Rooting Your Characters in Their Setting

 I am a lover of nature. Snapping pictures of my favorite characters (my family!) in natural landscapes is a favorite past time of mine. The best pictures inevitably happen when I can get a candid shot of my boys interacting with the "setting" not just giving me a big smile with the natural beauty in the background.

Every time I sit down and write, I find myself wanting to describe the environment with vivid imagery and paint the stage with an elaborate set.
My biggest challenge is to not get carried away with a two page description and leaving the character behind!

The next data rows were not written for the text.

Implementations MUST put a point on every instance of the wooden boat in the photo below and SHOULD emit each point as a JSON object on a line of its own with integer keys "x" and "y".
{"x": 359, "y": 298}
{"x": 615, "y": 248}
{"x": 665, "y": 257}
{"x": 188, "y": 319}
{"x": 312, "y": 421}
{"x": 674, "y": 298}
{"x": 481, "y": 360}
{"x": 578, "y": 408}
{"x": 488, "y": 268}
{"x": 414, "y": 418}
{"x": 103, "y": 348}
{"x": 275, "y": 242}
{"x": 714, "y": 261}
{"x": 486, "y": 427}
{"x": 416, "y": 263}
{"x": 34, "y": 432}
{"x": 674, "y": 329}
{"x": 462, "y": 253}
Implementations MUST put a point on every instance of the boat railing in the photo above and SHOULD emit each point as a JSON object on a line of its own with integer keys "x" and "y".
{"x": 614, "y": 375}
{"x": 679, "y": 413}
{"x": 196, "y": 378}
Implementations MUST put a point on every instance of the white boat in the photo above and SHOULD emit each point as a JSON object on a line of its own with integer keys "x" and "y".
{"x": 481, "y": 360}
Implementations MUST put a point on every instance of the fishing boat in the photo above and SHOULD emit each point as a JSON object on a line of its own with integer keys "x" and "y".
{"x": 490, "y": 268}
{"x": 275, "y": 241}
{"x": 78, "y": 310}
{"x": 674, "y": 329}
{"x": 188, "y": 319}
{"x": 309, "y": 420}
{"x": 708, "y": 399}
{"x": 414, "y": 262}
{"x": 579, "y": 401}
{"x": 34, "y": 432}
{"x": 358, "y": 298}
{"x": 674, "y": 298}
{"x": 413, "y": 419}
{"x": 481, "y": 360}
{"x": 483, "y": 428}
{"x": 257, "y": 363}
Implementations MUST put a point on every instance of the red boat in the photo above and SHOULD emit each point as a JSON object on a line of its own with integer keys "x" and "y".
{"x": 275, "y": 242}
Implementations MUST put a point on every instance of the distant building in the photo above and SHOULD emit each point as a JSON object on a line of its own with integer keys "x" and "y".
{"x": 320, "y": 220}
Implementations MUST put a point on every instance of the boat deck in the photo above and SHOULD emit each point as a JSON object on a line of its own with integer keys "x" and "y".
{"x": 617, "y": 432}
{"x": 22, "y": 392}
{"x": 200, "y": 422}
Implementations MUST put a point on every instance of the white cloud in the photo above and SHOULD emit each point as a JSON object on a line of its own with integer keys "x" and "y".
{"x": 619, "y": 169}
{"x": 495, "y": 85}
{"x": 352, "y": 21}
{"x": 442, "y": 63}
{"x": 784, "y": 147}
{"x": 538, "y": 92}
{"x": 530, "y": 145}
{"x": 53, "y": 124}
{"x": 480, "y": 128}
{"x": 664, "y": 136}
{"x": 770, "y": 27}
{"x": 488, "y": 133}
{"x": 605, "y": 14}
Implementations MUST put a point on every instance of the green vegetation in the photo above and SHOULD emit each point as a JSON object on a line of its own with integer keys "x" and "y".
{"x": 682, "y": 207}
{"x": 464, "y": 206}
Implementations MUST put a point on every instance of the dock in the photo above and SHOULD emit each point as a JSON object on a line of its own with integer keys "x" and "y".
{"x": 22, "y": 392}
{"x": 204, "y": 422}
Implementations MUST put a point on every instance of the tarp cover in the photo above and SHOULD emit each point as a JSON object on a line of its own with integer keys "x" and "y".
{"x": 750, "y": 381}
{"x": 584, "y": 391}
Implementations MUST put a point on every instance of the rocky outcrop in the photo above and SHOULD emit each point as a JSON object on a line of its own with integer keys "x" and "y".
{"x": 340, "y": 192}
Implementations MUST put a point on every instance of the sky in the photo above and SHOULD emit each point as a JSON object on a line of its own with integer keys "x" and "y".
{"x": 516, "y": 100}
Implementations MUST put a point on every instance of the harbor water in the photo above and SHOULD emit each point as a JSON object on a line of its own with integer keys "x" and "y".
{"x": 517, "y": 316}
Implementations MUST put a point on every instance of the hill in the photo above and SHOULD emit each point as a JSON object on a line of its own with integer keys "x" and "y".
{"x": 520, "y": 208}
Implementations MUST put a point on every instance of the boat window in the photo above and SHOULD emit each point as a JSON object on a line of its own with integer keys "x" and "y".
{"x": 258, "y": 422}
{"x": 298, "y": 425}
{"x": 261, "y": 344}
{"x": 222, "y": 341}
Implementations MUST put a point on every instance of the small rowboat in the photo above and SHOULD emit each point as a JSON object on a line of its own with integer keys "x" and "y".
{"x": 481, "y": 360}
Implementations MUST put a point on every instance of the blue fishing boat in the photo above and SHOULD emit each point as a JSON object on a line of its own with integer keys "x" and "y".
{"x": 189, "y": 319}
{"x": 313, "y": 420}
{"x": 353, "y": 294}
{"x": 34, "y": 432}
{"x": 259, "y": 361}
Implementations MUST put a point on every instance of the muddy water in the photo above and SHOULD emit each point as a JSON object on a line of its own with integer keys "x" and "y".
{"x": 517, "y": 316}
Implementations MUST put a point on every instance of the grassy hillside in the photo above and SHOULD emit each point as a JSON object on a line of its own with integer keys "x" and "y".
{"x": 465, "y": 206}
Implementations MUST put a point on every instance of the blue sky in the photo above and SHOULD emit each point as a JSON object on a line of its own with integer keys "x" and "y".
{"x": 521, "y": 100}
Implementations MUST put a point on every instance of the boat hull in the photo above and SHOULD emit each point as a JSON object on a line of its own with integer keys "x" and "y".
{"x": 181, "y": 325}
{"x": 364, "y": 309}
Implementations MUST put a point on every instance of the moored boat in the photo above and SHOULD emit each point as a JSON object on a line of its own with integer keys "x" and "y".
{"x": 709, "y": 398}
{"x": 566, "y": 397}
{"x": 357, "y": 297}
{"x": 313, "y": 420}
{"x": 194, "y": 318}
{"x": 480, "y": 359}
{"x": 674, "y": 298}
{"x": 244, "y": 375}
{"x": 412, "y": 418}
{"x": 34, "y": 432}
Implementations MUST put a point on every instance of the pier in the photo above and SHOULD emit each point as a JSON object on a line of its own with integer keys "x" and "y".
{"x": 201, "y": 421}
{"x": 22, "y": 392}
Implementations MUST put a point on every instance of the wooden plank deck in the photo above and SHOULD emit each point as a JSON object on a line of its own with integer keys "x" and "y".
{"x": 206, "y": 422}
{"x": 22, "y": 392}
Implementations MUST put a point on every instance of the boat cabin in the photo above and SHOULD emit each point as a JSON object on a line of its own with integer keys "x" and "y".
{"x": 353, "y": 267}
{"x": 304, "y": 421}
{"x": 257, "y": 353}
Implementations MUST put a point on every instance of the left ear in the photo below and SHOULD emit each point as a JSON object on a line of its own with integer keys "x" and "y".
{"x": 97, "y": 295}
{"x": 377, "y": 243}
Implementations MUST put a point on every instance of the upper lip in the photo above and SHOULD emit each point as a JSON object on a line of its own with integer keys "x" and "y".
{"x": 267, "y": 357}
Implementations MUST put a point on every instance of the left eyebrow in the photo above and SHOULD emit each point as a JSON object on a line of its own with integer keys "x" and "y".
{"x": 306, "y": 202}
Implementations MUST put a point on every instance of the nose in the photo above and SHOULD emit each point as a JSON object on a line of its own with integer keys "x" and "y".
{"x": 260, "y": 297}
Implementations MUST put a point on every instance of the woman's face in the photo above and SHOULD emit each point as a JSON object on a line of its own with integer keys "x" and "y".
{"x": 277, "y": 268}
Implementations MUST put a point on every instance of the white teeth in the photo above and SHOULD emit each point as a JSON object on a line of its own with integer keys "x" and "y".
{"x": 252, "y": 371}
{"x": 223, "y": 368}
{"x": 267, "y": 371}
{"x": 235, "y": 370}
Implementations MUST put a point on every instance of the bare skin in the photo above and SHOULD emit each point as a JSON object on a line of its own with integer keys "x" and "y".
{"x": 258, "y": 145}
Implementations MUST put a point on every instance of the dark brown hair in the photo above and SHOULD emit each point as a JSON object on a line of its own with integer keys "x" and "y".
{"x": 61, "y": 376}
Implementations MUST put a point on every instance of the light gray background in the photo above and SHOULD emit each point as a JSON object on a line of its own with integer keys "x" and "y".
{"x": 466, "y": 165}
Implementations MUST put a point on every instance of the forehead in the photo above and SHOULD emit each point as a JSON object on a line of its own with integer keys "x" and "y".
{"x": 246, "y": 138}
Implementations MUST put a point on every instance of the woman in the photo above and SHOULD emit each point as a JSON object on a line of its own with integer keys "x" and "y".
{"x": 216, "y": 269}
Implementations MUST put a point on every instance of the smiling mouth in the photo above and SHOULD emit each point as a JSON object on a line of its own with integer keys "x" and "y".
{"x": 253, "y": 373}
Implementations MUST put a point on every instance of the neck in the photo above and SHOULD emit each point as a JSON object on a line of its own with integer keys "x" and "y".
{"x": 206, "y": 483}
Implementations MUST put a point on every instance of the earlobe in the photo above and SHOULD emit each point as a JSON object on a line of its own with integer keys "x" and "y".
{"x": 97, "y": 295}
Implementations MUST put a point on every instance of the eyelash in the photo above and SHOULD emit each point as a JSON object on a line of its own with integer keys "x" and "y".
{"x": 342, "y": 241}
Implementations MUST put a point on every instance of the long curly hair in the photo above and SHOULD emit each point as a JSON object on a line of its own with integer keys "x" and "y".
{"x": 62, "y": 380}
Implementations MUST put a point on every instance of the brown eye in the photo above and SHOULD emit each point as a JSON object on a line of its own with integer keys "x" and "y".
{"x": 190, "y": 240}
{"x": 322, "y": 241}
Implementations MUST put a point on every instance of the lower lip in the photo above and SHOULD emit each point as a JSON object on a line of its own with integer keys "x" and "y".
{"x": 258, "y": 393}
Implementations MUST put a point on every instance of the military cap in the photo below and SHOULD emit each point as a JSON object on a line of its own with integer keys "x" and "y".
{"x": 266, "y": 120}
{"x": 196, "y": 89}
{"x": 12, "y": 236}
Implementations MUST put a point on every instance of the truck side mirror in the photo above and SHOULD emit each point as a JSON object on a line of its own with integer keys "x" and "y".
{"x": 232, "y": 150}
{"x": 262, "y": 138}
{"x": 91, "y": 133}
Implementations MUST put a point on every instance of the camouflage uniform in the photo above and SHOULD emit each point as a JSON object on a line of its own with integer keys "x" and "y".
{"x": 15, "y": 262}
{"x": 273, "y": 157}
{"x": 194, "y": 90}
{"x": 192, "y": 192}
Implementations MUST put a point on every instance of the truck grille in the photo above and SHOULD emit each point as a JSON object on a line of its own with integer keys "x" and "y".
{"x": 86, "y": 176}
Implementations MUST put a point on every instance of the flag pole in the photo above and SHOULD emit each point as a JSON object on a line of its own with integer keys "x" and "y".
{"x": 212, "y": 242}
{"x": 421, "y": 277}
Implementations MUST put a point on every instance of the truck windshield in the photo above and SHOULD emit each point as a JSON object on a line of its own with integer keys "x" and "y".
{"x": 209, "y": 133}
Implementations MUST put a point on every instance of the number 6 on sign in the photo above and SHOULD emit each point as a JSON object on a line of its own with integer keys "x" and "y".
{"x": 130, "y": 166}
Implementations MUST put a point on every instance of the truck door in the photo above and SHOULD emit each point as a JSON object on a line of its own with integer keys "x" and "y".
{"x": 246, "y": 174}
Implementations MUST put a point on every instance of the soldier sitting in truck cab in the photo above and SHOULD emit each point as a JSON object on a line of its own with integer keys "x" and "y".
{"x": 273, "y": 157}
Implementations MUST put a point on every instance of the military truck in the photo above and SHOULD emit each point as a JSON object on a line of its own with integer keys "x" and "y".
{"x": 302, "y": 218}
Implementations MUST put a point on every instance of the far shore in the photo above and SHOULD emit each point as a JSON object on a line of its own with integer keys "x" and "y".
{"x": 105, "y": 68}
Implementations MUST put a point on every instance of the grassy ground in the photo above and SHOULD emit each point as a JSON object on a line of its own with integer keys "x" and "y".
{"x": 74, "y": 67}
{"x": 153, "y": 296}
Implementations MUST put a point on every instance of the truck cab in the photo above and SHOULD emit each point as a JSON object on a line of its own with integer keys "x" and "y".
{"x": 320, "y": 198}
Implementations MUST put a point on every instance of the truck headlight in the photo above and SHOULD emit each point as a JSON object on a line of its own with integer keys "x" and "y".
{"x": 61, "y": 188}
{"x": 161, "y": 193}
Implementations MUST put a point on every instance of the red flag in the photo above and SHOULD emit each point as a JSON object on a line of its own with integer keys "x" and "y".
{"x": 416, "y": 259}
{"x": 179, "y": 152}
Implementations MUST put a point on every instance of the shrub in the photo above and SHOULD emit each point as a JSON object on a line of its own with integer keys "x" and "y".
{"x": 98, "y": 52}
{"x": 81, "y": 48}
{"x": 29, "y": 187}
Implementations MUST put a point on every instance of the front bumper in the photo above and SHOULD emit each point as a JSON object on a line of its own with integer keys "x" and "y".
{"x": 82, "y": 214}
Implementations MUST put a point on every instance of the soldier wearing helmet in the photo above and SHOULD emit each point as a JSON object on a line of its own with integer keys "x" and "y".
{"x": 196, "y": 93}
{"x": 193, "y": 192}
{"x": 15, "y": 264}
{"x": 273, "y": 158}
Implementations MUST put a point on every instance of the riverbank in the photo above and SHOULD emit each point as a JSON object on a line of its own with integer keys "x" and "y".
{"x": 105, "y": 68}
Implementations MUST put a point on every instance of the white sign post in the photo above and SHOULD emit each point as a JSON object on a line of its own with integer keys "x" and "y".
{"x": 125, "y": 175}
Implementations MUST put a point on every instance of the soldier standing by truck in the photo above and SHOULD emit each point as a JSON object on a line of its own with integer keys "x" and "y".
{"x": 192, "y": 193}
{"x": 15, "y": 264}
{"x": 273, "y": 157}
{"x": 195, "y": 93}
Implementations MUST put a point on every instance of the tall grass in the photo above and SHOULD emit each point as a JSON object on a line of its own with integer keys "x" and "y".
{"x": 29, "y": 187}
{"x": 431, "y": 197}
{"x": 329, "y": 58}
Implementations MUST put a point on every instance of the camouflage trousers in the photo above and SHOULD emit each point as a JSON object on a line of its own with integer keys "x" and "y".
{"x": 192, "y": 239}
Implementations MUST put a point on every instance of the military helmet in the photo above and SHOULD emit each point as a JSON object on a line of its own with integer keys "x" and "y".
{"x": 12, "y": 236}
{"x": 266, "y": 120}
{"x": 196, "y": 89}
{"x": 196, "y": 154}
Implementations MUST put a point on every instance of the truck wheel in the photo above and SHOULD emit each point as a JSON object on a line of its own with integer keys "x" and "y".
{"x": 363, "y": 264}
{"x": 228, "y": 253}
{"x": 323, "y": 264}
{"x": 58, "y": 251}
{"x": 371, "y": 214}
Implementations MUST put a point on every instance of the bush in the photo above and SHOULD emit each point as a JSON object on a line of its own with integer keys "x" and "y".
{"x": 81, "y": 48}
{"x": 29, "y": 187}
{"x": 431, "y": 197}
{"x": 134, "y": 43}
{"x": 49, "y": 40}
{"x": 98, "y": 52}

As I have been hammering away at my latest wip I've tried to be very aware of my tendency to do this. Here are some before and after examples to show you what I mean:
Before:
The skies were dull and forging rain clouds as we made a quiet procession home.

After:
Dull skies forging rain clouds mirrored my spirit as we made a quiet procession home.

I think it is more worth it to the reader to use the setting as a device for developing the character.

Before:
I carried Ina on my hip, her brown skin blending with my own. We stepped onto our land, carpeted with red earth. 

After:
Our skin blended together, a deeper shade of the red earth which carpeted our land. And when I stepped out into the new day, my feet began to dress themselves in the dust.

I feel like this grounds (no pun intended :) ) the character to her setting, by actively using the setting in a physical way.

I am still finding it a challenge to keep the constant flow between the elements of my story, but when I allow myself to construct and reconstruct sentences for that final punch, it makes the writing wrestle so much fun!